9: For over a year and a half God has sat with me. He's been such a huge presence in my life - even without any words being said. It's true. If the Son has set you free then you are free indeed. Jesus kept me from damaging myself emotionally. He took care of me when I couldn't. He held on to me when I had no strength to hang on with. He gave me a peace that did not make sense. He set me free. Only God can do that. Standing at the foot of her bed the evening my Mom died we both were set free. She had gone her way and now I would go mine. And it was ok. She was ok. I was ok. Knowing how much I loved my mother and her being my dearest friend you would think that I would have cried that night by her bedside. But I didn't. We had fought the good fight and we had both won. Even when sorrow overwhelmed me and her voice was silenced we still had won. I learned a lot from her her during her illness. I leared a lot about God. I am free.
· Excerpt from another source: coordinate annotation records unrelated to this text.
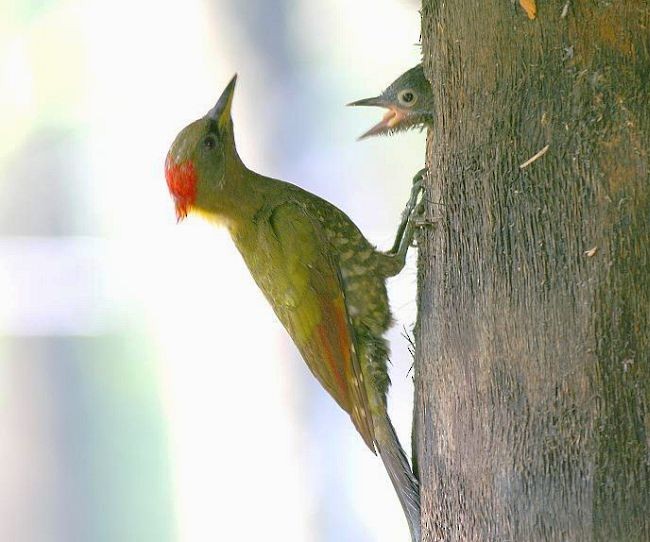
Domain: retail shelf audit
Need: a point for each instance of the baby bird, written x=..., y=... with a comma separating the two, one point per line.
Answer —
x=409, y=101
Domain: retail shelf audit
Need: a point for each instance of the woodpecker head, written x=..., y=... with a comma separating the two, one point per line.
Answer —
x=196, y=162
x=409, y=101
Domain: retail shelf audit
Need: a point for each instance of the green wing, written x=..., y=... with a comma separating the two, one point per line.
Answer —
x=308, y=297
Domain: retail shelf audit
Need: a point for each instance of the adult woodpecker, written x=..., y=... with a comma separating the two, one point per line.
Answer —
x=324, y=280
x=409, y=101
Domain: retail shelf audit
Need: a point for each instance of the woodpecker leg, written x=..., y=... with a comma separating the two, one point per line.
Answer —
x=407, y=226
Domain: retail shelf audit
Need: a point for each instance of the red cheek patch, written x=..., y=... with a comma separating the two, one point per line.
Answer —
x=181, y=180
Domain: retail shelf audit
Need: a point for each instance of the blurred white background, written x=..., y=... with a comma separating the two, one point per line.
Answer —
x=147, y=392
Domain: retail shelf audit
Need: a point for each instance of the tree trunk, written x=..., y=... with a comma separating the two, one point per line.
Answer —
x=532, y=373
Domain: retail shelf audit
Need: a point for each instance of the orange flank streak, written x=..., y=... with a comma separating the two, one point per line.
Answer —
x=334, y=366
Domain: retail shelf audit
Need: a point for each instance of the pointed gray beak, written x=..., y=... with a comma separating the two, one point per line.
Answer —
x=376, y=101
x=222, y=107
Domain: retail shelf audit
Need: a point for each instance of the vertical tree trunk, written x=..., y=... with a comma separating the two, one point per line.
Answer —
x=532, y=366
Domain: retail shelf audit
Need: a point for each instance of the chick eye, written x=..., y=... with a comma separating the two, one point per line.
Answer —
x=407, y=97
x=209, y=142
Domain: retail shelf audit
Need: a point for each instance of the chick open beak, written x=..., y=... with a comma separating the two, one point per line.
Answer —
x=391, y=119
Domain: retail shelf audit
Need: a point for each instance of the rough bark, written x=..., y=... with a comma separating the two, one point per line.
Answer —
x=532, y=373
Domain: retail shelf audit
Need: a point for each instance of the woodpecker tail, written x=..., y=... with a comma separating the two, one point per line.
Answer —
x=399, y=471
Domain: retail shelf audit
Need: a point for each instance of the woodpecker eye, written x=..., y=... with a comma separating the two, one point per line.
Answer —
x=209, y=142
x=407, y=97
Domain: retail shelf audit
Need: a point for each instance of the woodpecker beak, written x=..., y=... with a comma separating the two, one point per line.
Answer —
x=393, y=117
x=221, y=111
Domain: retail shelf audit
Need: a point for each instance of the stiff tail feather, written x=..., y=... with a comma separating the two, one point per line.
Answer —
x=399, y=471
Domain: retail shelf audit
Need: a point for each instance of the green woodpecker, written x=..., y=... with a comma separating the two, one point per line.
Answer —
x=324, y=280
x=409, y=101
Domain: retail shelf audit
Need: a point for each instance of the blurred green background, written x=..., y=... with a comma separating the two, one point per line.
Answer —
x=147, y=392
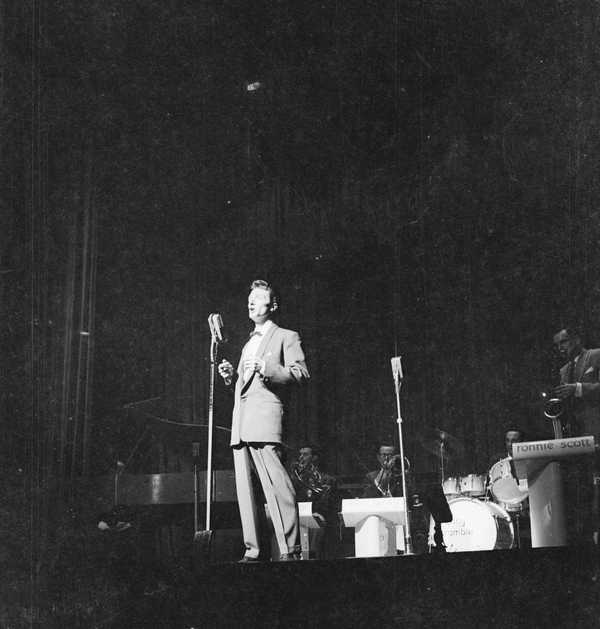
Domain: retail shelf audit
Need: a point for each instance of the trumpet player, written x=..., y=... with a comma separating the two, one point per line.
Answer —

10: You had to know all of that to get to this part of my life. Those events are at my core. I can't do anything for God to be pleased with me. I don't NEED to do anything for God to be pleased with me. I figured out He was crazy about me just like I am. Wow, now that is huge. So who am I? | then | now | wife | mother | daughter | friend | granddaughter | artist | photographer | follower of Jesus | dog lover
11: eric | grant | Eric and I are the same age. Don't let his hair fool ya. We met at college when we were eighteen. He was a year ahead of me so I do think of him as older. Plus, he's got all these degrees from school and he's working on his doctrate now. So that makes him older and wiser! Doesn't it? He's patient and kind to me. He's my biggest fan. He's my best friend. I like holding his hand. | Grant is 12 now. He's my greatest joy. He's gifted in relating to people. He's a worldclass traveler and is a joy to travel with. He's been to China five times and hopes to go to India, Italy and Mexico in the coming year. He loves U2 and playing the bass guitar. I like him a lot.
12: This is Murphy. She's a miniature dashchund. She is a funny little thing. She loves to snooze in her nest, eat, eat, and eat (she's a little portly) and play with her toys. She hates walks and doesn't like to get too far from her nest and the kitchen. She was my fourth dog.